Самсонов взял листок и поднес поближе к глазам, чтобы всмотреться в детали. Но все линии в точности повторяли те, которые он изучил за прошедшие годы вдоль и поперек. Зато полицейский почувствовал едва уловимый, но приятный запах. Самсонов сильнее втянул ноздрями и понял, что это духи. Аромат даже показался ему знакомым.
Полицейский тут же набрал номер Полтавина: рисунок следовало вернуть на экспертизу и установить, какой именно марки духи остались на поверхности ламината.
Когда на месте преступления находят улику, прежде всего следователь должен постараться выяснить, что это: часть преступления или часть преступника? Оставил он ее намеренно, и тогда нужно говорить о его почерке, или случайно, по неосторожности?
Например, кусочек мела, завалившийся под тело. Что он означает? Может быть, убийца положил его туда, чтобы намекнуть на то, что… А может, мел выпал из кармана, и преступник не заметил этого. Тогда логично предположить, что преступник — человек, постоянно использующий мел, всегда носящий его в кармане. Скорее всего, он нужен ему для работы. Едва ли это учитель: учителя не таскают мел в карманах, потому что пользуются им лишь в одном месте — у доски. Носить мел с собой приходится тому, кто делает пометки на ходу, все время перемещается из одной точки в другую.
Но что касается рисунка Кали, сомнений быть не могло: преступник оставил его нарочно, даже заламинировал, чтобы с ним ничего не случилось и он наверняка попал в руки полиции. Это был важный элемент почерка убийцы, его подпись.
Самсонов открыл браузер и ввел в строку поисковика слово «Кали». Выпало множество ссылок. Полицейский открыл несколько и стал читать. Параллельно он копировал то, что могло оказаться важным, и переносил в отдельный файл.
Минут через двадцать в дверь постучал Дремин.
— Привет, — сказал он, входя. — Чем занят?

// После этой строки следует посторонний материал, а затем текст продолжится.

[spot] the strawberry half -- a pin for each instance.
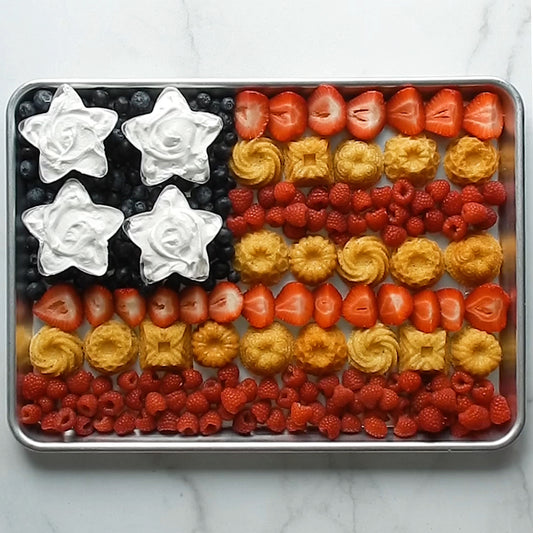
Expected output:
(288, 116)
(405, 111)
(294, 304)
(225, 302)
(444, 113)
(326, 110)
(163, 307)
(60, 307)
(258, 306)
(366, 115)
(130, 306)
(251, 114)
(98, 305)
(483, 117)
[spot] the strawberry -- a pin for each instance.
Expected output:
(326, 110)
(405, 111)
(98, 305)
(251, 114)
(444, 113)
(360, 306)
(486, 308)
(130, 306)
(365, 115)
(395, 304)
(193, 305)
(426, 311)
(483, 116)
(327, 306)
(163, 307)
(452, 308)
(294, 304)
(258, 306)
(60, 307)
(288, 116)
(225, 302)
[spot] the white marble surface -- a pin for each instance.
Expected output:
(264, 493)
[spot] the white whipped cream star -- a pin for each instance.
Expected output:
(173, 139)
(173, 237)
(72, 231)
(69, 136)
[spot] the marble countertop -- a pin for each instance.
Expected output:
(402, 493)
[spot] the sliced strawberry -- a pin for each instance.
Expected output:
(452, 308)
(193, 305)
(98, 305)
(294, 304)
(426, 311)
(225, 302)
(444, 113)
(163, 307)
(395, 304)
(130, 306)
(405, 111)
(365, 115)
(360, 306)
(486, 308)
(483, 117)
(288, 116)
(326, 110)
(328, 305)
(251, 114)
(258, 306)
(60, 307)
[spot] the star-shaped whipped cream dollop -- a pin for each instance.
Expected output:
(173, 238)
(69, 136)
(173, 139)
(72, 231)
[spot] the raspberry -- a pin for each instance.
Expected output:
(455, 228)
(330, 426)
(375, 427)
(80, 382)
(87, 405)
(474, 213)
(237, 225)
(381, 196)
(405, 427)
(452, 204)
(430, 419)
(188, 424)
(210, 423)
(415, 226)
(350, 423)
(241, 199)
(422, 201)
(475, 418)
(438, 189)
(377, 220)
(494, 193)
(340, 197)
(244, 422)
(284, 192)
(318, 198)
(111, 403)
(265, 197)
(393, 236)
(255, 216)
(275, 217)
(30, 414)
(361, 201)
(403, 192)
(499, 410)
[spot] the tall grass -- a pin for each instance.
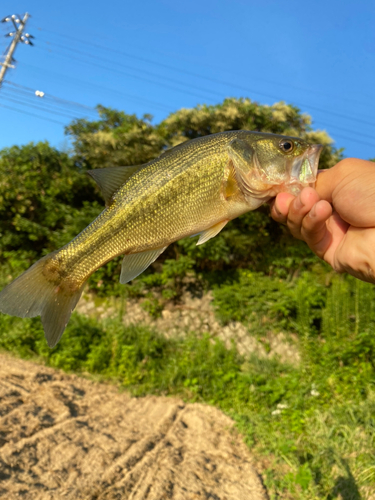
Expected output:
(311, 426)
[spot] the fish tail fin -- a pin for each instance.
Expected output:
(41, 291)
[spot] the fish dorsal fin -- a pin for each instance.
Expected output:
(111, 179)
(211, 232)
(134, 264)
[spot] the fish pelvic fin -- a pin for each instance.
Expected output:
(111, 179)
(40, 292)
(211, 232)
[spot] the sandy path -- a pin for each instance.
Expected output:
(65, 437)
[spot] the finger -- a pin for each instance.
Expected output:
(299, 208)
(314, 228)
(338, 229)
(280, 207)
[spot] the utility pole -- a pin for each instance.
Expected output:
(19, 25)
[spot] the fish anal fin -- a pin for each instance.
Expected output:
(134, 264)
(35, 293)
(211, 232)
(111, 179)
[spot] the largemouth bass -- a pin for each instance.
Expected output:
(194, 188)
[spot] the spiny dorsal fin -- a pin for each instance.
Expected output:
(111, 179)
(134, 264)
(211, 232)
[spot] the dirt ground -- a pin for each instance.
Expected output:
(65, 437)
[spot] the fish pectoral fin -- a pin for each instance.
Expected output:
(111, 179)
(246, 170)
(211, 232)
(134, 264)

— Да вот, ищу материал по Кали.
— Хочешь сказать, что не делал этого раньше?
Самсонов понял, что имеет в виду Дремин. Конечно, он штудировал эту тему, когда погибла Марина, но прошло столько лет.
— Надо освежить знания, — сказал он.
— И что нарыл?
— Ничего особенного, если честно. Ты вообще что-нибудь знаешь о Кали?
Дремин усмехнулся:
— А сам ты как думаешь? Могу узнать по картинке — не больше того. Да и то только потому, что жена недавно какой-то ужастик смотрела, и там действие в Индии происходило.
— Ясно. Рассказать?
Дремин досадливо поморщился, но тут же мужественно кивнул:
— В самых общих чертах.
— Кали — это темная ипостась Парвати, Шакти и Шивы, она символизирует разрушение, освобождение. При этом она же поддерживает мировой порядок и олицетворяет материнское начало.
— Как оригинально! — хмыкнул Дремин.
— Образ Кали связан также с понятием времени и черным цветом, — продолжал Самсонов. — Среди вариантов ее имени — Каликамата, то есть «черная земная мать», и Каларати — «черная ночь».
Дремин взял один из рисунков и внимательно его разглядел.
— Что означают все эти штуки у нее в руках? — спросил он, привычным движением поглаживая усики. Жена говорила, что они делают его похожим на Кларка Гейбла, хотя сам Дремин был уверен, что у него одно лицо с Антонио Бандерасом.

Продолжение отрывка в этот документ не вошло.